Contextual Linking Behavior of Bloggers: Leveraging text-mining to enable topic-based analysis
[pdf]
To be published in Social Network Analysis and Mining.
Read the official published paper online at Springer.
Abstract
The last decade has seen an explosion in blogging and the blogosphere
is continuing to grow, having a large global reach and many vibrant
communities. Researchers have been pouring over blog data with the
goal of finding communities, tracking what people are saying, finding
influencers, and using many social network analytic tools to analyze
the underlying social networks embedded within the blogosphere. One
of the key technical problems with analyzing large social networks
such as those embedded in the blogosphere is that there are many links
between individuals and we often do not know the context or meaning of
those links. This is problematic because it makes it difficult if not
impossible to tease out the true communities, their behavior, how
information flows, and who the central players are (if any). This
paper seeks to further our understanding of how to analyze large blog
networks and what they can tell us. We analyze 1.13M blogs posted
by 185K bloggers over a period of 3 weeks. These bloggers span
private blog sites through large blog-sites such as LiveJournal and
Blogger. We show that we can, in fact, tag links in meaningful ways
by leveraging topic-detection over the blogs themselves. We use these
topics to contextually tag links coming from a particular blog post.

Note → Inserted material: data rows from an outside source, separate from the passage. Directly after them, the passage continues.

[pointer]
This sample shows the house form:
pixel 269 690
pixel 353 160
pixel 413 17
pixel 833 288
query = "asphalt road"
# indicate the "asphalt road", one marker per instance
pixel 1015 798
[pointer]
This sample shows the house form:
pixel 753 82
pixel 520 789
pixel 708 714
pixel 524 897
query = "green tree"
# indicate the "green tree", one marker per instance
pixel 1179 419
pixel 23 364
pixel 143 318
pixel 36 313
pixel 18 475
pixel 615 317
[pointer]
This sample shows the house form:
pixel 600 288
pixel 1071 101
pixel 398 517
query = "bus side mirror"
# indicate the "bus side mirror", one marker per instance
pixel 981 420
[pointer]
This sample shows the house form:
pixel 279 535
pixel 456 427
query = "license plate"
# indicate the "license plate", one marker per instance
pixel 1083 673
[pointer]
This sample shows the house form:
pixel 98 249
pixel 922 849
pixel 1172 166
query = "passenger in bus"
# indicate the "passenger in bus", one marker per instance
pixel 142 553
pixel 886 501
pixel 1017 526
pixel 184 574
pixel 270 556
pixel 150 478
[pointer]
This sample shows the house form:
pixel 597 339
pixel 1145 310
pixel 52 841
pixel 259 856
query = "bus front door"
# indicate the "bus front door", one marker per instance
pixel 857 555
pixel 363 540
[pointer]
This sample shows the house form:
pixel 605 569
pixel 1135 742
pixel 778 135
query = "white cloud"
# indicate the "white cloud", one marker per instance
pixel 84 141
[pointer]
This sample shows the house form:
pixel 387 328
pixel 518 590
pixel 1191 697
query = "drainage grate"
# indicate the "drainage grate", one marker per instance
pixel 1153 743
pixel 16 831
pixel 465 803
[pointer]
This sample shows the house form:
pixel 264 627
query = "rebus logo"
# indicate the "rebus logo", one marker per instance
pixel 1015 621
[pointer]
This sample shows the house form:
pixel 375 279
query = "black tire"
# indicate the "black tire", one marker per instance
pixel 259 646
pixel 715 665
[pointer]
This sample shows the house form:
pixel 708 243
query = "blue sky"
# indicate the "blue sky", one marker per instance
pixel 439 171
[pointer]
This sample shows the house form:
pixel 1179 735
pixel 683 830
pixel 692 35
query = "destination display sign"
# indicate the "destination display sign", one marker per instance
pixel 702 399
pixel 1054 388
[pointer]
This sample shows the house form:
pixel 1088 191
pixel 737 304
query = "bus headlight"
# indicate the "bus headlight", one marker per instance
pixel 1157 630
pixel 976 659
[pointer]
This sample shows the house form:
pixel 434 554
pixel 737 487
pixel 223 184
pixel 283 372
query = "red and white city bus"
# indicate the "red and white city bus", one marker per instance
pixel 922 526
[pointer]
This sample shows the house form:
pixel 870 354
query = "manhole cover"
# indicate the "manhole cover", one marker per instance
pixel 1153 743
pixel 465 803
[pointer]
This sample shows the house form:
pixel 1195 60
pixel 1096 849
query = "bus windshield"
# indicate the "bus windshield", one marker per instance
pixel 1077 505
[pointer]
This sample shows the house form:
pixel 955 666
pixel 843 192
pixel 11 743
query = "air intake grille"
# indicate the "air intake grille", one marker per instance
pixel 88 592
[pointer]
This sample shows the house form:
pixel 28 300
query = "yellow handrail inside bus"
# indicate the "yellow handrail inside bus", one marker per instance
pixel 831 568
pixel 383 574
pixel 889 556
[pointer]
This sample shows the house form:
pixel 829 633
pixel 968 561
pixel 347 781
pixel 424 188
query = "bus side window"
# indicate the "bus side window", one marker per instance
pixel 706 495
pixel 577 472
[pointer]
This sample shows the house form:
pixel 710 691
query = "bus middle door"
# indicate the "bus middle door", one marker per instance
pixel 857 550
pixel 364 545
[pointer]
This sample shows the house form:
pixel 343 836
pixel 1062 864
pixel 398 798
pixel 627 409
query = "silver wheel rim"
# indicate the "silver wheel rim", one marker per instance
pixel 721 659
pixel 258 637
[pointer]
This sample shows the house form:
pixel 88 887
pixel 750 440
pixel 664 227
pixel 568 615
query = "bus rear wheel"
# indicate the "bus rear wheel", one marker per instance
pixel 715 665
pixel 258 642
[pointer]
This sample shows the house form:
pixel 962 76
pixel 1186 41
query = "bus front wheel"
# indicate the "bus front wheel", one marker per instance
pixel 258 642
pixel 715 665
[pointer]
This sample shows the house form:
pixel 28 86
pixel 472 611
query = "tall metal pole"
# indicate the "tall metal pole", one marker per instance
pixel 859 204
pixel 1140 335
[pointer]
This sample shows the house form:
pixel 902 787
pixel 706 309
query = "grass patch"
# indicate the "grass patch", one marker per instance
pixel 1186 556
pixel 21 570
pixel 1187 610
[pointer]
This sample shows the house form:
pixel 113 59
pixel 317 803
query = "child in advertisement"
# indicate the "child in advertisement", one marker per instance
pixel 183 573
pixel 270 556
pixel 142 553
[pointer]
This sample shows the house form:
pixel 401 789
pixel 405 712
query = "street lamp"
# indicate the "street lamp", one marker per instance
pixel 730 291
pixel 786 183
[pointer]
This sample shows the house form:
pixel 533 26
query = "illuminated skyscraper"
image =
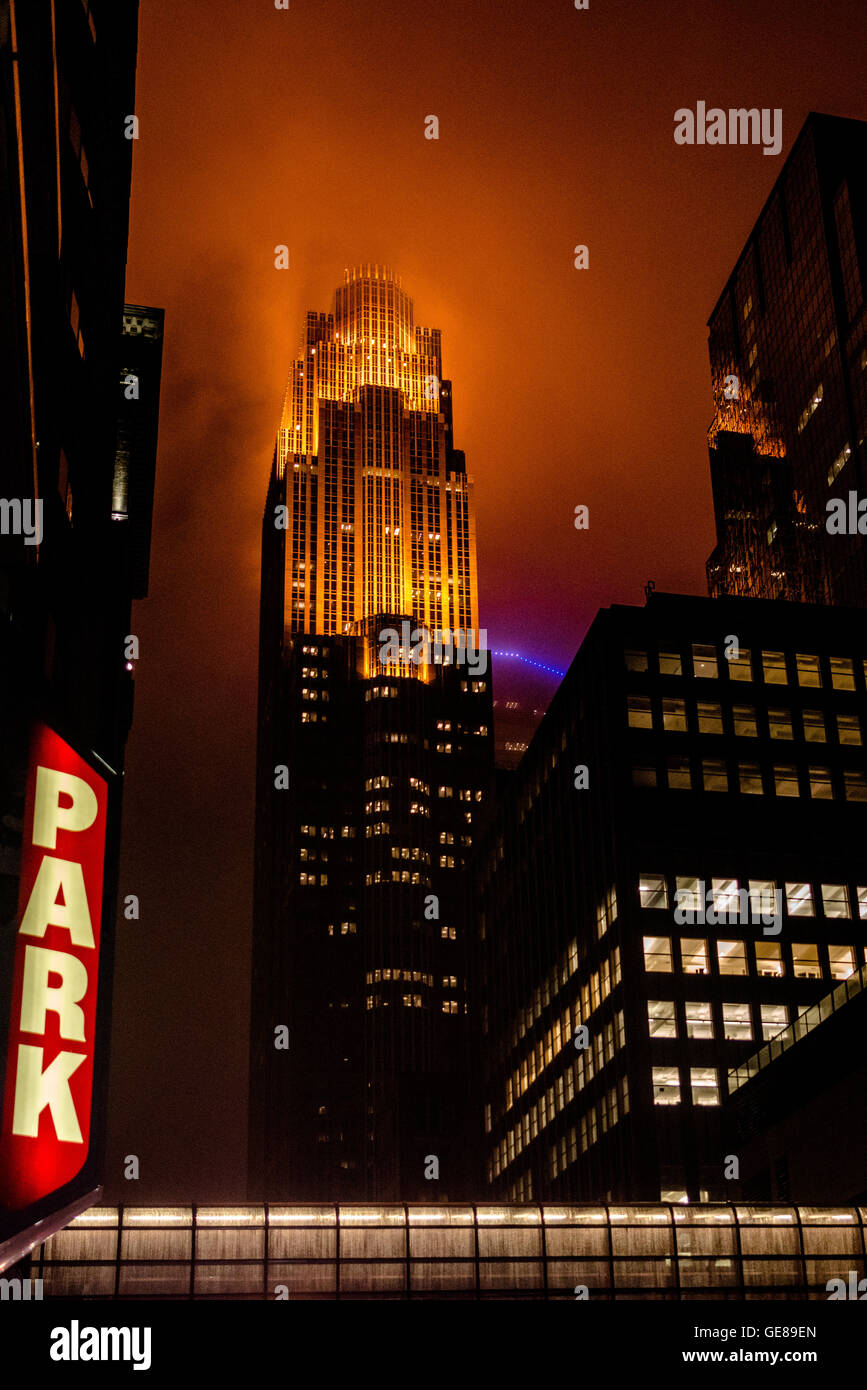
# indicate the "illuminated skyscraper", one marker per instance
pixel 360 936
pixel 788 353
pixel 382 514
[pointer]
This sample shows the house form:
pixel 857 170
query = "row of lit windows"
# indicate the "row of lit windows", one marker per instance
pixel 410 852
pixel 407 976
pixel 699 1023
pixel 775 667
pixel 395 876
pixel 606 912
pixel 819 781
pixel 744 720
pixel 732 958
pixel 728 897
pixel 410 1001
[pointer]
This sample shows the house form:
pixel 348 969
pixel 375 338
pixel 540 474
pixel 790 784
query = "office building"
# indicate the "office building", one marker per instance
pixel 788 357
pixel 674 875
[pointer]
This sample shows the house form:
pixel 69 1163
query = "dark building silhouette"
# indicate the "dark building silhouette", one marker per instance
pixel 675 791
pixel 788 357
pixel 71 427
pixel 374 772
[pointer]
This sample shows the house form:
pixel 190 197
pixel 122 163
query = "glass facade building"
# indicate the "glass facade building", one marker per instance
pixel 449 1251
pixel 674 876
pixel 788 356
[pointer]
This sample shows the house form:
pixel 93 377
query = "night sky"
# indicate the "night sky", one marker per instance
pixel 306 127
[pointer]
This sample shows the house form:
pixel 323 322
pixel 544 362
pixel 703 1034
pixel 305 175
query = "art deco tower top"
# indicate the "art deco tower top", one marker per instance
pixel 378 499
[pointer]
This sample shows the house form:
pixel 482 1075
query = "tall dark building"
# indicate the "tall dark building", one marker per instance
pixel 678 869
pixel 77 413
pixel 788 356
pixel 374 770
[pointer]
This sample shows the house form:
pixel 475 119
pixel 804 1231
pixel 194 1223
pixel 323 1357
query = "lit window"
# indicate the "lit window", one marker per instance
pixel 842 962
pixel 727 898
pixel 694 955
pixel 674 715
pixel 780 723
pixel 807 670
pixel 705 660
pixel 835 900
pixel 842 673
pixel 744 719
pixel 762 895
pixel 714 774
pixel 710 717
pixel 699 1023
pixel 848 729
pixel 737 1023
pixel 774 1019
pixel 657 954
pixel 856 786
pixel 773 665
pixel 739 666
pixel 821 787
pixel 731 957
pixel 769 959
pixel 785 780
pixel 799 900
pixel 638 712
pixel 687 894
pixel 678 773
pixel 814 726
pixel 653 890
pixel 705 1086
pixel 666 1086
pixel 660 1019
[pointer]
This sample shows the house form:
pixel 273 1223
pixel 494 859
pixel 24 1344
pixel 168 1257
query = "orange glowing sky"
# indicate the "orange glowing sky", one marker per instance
pixel 306 127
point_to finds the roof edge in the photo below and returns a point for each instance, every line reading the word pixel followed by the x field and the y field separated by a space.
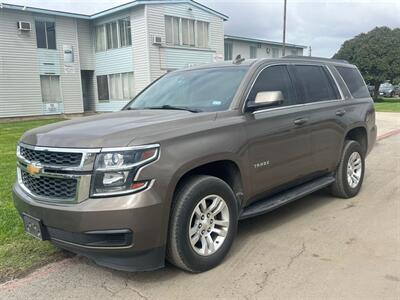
pixel 254 40
pixel 43 11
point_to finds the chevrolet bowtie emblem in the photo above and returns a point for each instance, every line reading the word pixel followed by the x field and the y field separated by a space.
pixel 34 168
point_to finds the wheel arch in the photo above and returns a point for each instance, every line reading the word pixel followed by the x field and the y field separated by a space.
pixel 358 134
pixel 226 169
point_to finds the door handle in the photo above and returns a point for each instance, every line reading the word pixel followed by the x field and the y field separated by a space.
pixel 301 121
pixel 340 113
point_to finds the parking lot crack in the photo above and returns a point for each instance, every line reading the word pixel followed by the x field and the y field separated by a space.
pixel 261 285
pixel 297 255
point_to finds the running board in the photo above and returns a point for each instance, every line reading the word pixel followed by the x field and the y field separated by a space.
pixel 273 202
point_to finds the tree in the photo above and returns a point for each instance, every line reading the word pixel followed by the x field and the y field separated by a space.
pixel 376 54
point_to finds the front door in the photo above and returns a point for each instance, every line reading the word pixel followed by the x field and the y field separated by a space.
pixel 279 138
pixel 87 90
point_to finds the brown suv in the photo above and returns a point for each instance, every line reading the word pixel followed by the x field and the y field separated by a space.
pixel 171 174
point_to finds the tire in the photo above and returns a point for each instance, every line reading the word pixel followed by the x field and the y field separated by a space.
pixel 342 187
pixel 185 215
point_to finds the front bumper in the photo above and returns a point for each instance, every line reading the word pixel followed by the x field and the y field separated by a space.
pixel 136 222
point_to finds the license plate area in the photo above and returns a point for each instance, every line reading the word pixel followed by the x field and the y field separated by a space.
pixel 34 227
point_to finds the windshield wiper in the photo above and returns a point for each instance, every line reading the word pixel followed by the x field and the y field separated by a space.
pixel 172 107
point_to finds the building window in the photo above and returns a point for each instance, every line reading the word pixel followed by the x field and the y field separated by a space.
pixel 275 52
pixel 100 38
pixel 228 51
pixel 118 86
pixel 186 32
pixel 125 37
pixel 172 30
pixel 45 34
pixel 253 51
pixel 113 35
pixel 202 34
pixel 50 86
pixel 102 88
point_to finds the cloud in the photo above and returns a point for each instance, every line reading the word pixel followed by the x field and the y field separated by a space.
pixel 323 24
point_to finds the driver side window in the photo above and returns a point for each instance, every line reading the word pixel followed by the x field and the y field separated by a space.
pixel 274 79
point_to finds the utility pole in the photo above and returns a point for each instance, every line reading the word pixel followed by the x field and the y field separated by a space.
pixel 284 29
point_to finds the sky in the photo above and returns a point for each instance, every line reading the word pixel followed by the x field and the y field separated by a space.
pixel 322 24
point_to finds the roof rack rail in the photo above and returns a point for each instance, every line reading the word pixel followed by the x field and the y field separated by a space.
pixel 316 58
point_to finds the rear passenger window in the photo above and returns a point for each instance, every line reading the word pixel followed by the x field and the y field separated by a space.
pixel 275 78
pixel 354 82
pixel 316 84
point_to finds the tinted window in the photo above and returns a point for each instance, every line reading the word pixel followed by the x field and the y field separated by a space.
pixel 275 78
pixel 316 84
pixel 354 82
pixel 209 89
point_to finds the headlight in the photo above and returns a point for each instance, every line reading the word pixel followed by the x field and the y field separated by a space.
pixel 115 170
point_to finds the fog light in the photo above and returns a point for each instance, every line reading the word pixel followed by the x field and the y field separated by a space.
pixel 114 178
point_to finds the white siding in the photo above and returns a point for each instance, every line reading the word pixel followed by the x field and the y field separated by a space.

This enrichment enables us to create smaller topic-specific graphs
which we can analyze in some depth. We show that these topic-specific
graphs not only have a different topology from the general blog graph
but also enable us to find central bloggers which were otherwise hard
to find. We further show that a temporal analysis identifies
behaviors in terms of how components form as well as how bloggers
continue to link after components form. These behaviors come to light
when doing an analysis on the topic-specific graphs but are hidden or
not easily discernable when analyzing the general blog graph.